"I have an idea I will," Tom answered with a grin, "when I have time to think about it. But it would make me sicker still," he added stoutly, "to go back before we'd licked the Huns."

"Right-o!" cried Billy. "When I go back I want to take a lot of German helmets along to give to some girls I know."

"Some girls," chaffed Bart. "You talk like a Mormon, Billy."

The next few days were busy and delightful ones for the boys. The townspeople opened their hearts and homes to them, and they were feasted and entertained to their heart's content. Everything was so new and strange to them that they were constantly stumbling upon surprises.

The language, to be sure, offered some obstacles. The boys had been taught some of the most necessary French phrases while in their training camp, and these along with some language primers they carried, sufficed for their more simple needs. But their vocabulary was limited and their accent was a fearful and wonderful thing, though their hosts were too polite to laugh at them.

Frank had some advantage over the others because his mother, being a French woman, had taught him her native tongue, and it was a great comfort to the rest of the Camport boys to have Frank along with them as interpreter when they themselves were stumped—which, it must be confessed, was often!

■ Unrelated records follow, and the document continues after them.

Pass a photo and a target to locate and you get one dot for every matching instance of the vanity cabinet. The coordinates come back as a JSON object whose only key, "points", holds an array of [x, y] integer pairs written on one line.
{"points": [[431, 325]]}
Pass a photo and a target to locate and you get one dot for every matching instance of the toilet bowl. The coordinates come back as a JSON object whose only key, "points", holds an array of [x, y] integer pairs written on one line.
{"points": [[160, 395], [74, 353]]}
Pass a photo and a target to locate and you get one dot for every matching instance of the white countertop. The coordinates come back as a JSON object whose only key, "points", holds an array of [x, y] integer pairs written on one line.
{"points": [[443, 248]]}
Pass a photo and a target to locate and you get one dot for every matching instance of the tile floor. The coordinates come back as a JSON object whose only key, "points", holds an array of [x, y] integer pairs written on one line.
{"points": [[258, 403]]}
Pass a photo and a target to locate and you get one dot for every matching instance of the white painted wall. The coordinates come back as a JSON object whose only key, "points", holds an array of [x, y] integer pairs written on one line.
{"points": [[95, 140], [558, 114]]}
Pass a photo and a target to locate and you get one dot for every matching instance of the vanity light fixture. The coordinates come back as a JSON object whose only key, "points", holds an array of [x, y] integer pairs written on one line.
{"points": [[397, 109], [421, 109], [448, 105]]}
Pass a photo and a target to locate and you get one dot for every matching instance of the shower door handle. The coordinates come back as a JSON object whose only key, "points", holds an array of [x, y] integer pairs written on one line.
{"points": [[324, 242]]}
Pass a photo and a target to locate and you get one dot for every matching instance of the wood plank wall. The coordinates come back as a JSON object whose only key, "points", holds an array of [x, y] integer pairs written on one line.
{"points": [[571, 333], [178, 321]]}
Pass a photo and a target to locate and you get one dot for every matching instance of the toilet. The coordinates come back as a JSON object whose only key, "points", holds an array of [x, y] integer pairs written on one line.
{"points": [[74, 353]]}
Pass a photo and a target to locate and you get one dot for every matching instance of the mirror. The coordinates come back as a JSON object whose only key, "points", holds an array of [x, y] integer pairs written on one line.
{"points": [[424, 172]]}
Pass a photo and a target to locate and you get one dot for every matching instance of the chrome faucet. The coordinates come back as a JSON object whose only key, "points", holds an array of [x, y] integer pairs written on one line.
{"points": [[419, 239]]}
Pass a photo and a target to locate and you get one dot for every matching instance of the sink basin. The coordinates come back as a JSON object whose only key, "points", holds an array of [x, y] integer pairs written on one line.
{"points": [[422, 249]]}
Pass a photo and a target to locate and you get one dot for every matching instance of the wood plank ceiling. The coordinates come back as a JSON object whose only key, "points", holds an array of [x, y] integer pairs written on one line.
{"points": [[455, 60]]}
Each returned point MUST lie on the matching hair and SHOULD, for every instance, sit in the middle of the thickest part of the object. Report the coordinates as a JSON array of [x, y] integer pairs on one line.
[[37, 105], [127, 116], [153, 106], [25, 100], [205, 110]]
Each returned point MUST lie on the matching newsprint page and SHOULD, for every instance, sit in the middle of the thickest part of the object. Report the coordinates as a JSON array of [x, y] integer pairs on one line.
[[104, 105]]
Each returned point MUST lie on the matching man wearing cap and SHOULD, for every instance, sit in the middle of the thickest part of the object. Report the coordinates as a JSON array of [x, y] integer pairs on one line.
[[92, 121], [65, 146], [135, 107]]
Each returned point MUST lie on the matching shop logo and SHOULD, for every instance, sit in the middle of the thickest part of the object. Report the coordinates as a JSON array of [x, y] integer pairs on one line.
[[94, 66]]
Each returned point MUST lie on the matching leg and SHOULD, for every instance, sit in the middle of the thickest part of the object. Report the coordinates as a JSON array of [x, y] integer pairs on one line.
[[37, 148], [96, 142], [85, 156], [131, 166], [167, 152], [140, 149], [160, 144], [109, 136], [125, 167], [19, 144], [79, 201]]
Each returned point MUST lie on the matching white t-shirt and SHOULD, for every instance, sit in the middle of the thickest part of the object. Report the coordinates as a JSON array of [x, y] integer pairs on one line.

Tom especially, who had no gift for languages was usually in hot water. His struggles with the language were frantic, not to say pathetic.

"You're game, old scout," chaffed Billy, after Tom had wrestled in vain with the pronunciation of the French word for soup. "But why in thunder did you make that waiter crazy by asking for bullion? Any one would think you were trying to cop off the United States mint."

"Well, what should I say?" Tom defended himself stoutly, as he thumbed over his phrase book. "There it is, plain as day," he added, triumphantly—"b-o-u-i-l-l-o-n. If that isn't bullion, what is it?"

"You're all wrong, you're all wrong," said Bart condescendingly. "It's bwe-yone, just like that."